Unfortunately, there has been barely any increase in the number of women law firm equity partners. There is still a huge gap despite the fact that women have been graduating law school at a proportion of about 50 percent or more for the past 20-plus years. This number has only gone up by about 2 percent in 20 years. For diverse women, they comprise only 3 percent of all partners, and we have not yet seen any progress in the number of women of color equity partners at large law firms, so there is real room for improvement there.
Specifically, where the problems seem to be occurring, is that women at large firms are more isolated and they don’t get the same opportunities as their male colleagues. Women go into law firms with equal footing, but within a year, men and women don’t have the same level of experience and since the men appear much more experienced than the women, they are given more opportunities accordingly.
Q: Do you think one of the reasons for this lack of increase in women equity partners at large firms is due to the long hours and demanding schedules of large firms, and the struggle to find a balance between work and motherhood?
A: Yes, there will always be this struggle. However, there are some firms that are really getting this right, and taking the long-term view about flexibility, that is, allowing women to step back at certain points in their career while keeping them engaged in the firm and the practice, has tremendous payoffs.

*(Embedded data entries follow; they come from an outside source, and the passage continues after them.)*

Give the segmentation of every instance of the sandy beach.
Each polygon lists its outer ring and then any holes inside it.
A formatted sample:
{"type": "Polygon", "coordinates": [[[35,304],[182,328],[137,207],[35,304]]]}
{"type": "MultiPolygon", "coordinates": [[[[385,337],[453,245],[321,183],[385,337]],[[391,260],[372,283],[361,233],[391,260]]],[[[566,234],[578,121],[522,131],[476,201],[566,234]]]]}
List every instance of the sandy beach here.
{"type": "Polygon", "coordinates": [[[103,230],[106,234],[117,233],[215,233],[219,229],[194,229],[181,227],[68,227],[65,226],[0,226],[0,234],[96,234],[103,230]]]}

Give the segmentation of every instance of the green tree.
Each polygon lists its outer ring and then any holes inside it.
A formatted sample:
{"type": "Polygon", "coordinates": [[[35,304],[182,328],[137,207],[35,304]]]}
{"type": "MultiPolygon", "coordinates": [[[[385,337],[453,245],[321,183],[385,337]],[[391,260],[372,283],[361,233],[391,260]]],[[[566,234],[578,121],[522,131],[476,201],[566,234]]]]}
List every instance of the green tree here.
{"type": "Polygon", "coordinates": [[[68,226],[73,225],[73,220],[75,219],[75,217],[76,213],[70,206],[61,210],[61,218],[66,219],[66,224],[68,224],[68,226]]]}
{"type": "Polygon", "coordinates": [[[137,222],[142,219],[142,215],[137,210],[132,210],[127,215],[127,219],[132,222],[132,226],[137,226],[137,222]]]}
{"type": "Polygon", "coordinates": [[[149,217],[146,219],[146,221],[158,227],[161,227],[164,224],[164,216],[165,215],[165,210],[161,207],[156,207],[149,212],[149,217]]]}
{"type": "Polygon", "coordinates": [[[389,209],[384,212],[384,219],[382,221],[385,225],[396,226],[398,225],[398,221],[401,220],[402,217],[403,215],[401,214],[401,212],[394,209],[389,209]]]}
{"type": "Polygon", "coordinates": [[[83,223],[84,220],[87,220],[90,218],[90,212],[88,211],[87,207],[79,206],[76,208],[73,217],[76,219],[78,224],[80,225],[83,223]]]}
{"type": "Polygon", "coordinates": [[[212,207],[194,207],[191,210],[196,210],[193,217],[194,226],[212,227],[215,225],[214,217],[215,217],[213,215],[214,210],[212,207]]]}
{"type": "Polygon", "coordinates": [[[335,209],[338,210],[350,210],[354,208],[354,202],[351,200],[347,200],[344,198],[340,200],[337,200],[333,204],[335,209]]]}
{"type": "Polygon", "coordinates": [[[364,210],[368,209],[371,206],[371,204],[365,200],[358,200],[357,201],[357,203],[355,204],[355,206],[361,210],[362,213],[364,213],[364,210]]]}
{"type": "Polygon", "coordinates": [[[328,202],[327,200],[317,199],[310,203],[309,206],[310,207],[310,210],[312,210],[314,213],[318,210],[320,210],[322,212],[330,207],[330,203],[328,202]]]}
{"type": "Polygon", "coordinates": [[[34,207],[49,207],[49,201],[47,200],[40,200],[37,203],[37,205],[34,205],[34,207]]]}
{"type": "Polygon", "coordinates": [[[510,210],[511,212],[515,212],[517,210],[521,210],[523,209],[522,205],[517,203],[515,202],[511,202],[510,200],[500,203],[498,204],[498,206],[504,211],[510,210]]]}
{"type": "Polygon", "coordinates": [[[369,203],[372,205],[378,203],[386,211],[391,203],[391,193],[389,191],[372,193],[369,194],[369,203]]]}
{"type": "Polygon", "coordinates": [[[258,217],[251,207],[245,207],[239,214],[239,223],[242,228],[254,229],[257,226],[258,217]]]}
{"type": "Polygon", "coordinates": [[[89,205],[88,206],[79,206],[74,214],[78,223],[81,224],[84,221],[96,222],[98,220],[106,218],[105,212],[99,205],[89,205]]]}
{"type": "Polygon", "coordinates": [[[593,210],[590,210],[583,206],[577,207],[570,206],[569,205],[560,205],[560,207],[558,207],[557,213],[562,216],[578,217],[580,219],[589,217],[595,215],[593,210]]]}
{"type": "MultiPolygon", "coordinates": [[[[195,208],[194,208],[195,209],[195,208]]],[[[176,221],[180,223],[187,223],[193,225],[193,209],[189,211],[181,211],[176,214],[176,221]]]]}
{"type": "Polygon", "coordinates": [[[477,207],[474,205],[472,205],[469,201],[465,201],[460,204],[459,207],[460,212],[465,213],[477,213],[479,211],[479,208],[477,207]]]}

There is also the issue we call “trimming sails,” which comes even more strongly into play during a recession when firms can only afford to hire a limited number of attorneys. Firms want to hire the people who they “believe” will stay there the longest, and often they believe that men will stay longer than women. I’ve had senior male partners tell me that they want to hire, mentor, and spend their time on people they believe are going to stay at the firm, and often this means choosing to spend time on a male associate because the partner has observed many female associates coming and going.
This becomes very self-fulfilling because if you don’t mentor and support women then they will not stay. One of the most fascinating things I am seeing now is women with small children leaving large firms and starting their own practices which are busy and thriving.
They are not leaving big law because they want to work less. Rather, they want to work smarter and differently, but they are still working long hours and providing excellent services to clients. They are building careers that they would not have the opportunities to build at a large firm. It is more their ambition that has caused them to leave, rather than a busy home life. I think we will see many of these firms pop up in the next ten to fifteen years and start to play a major role in the profession.
Another reason women are leaving large firms, even at the partner level, is that pay equity is still a major problem. Anyone would leave when they see that someone else is compensated significantly more than them, because it is a direct reflection of how much the firm values them. Being paid less than men undercuts women’s sense of being valued. This factor weighs so heavily in contributing to the departure of women from firms.
Q: What suggestions do you have for law students about what they can do, either while in law school or as beginning attorneys, to help bridge this gap for women?
A: The most important piece is to figure out what area of the law interests you, and then ask what are the problems you want to help solve. You have to address the ambition piece before you can address anything else. The stronger your practice, the easier it is to negotiate flexibility. So first, you have to build your practice, develop your craft as a lawyer, and go down the road you want to go down, and then you can work on the flexibility part of it. Developing your craft is the most critical thing you can do as a lawyer straight out of law school.